Na ação, a ABTA sustenta que a norma impugnada contraria o artigo 22, inciso IV, da Constituição Federal (CF), que atribui privativamente à União a competência para legislar sobre telecomunicações.
Ilegitimidade
Embora no julgamento imediatamente anterior ao desta ADI, o Plenário tivesse declarado, sob o mesmo fundamento (artigo 22, inciso IV da CF), a inconstitucionalidade da Lei Distrital (do Distrito Federal) nº 3.426 - que em 2004 obrigou as empresas concessionárias de telefonia fixa a individualizar, na fatura emitida ao consumidor, cada ligação local efetuada -, o julgamento da ADI proposta pela ABTA esbarrou na legitimidade da entidade para propor ação de inconstitucionalidade.

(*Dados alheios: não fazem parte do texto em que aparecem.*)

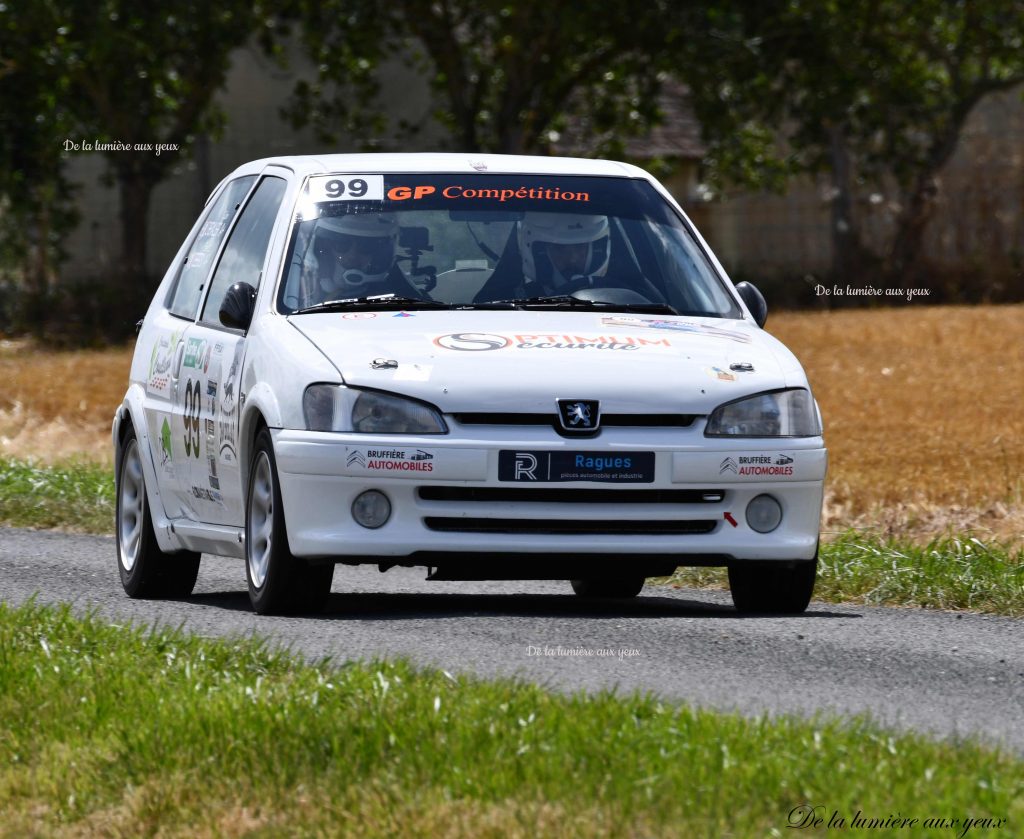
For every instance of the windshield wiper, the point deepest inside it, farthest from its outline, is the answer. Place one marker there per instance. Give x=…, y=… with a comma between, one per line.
x=385, y=301
x=560, y=300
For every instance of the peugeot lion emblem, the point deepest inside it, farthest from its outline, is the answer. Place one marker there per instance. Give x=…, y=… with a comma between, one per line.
x=579, y=415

Embora se manifestassem, no mérito, pela procedência da ação, tanto a Procuradoria-Geral da República quanto a Advocacia Geral da União se manifestaram pela ilegitimidade da ABTA para propor a ação. Consideraram que ela não representa uma categoria específica, vez que congrega em seus quadros também pessoas físicas e jurídicas não necessariamente vinculadas diretamente ao setor.
E foi essa heterogeneidade na composição da entidade que acabou levando cinco ministros a se manifestarem pela extinção do processo, sem julgamento de mérito. A divergência foi aberta pelo ministro Joaquim Barbosa
O ministro Ricardo Lewandowski, que se uniu a essa corrente, advertiu para a banalização de julgamentos, pelo STF, de ações propostas por grupos sem efetiva representatividade, pelo simples fato de ver seus interesses contrariados por certas leis. Com ele concordou o ministro Carlos Ayres Britto, que também colocou em dúvida o mérito da causa, por entender que, no caso, não se trata de legislação sobre telecomunicações, mas sim de legislação de defesa do consumidor.
A corrente favorável à superação dessa preliminar (legitimidade da autora da ação) argumentou que a Corte acabara de julgar um caso semelhante, dando provimento à ADI. O ministro Gilmar Mendes chegou a dizer que a lei amazonense já está em vigor desde 2006 e que não julgar a ADI seria legitimar sua validade.
A relatora, ministra Cármen Lúcia lembrou, ademais, que, no julgamento de recurso de agravos regimentais na ADI 3153, a Suprema Corte ampliou o entendimento sobre legitimidade de entidade de classe. Naquela oportunidade, prevaleceu o entendimento do ministro Sepúlveda Pertence (aposentado), que equiparou a autora da ação, a Federação Nacional das Associações dos Produtores de Cachaça de Alambique a uma entidade de classe e, portanto, a considerou legítima para propor a ação. Hoje, entretanto, a tese pela ampliação do conceito foi vencida.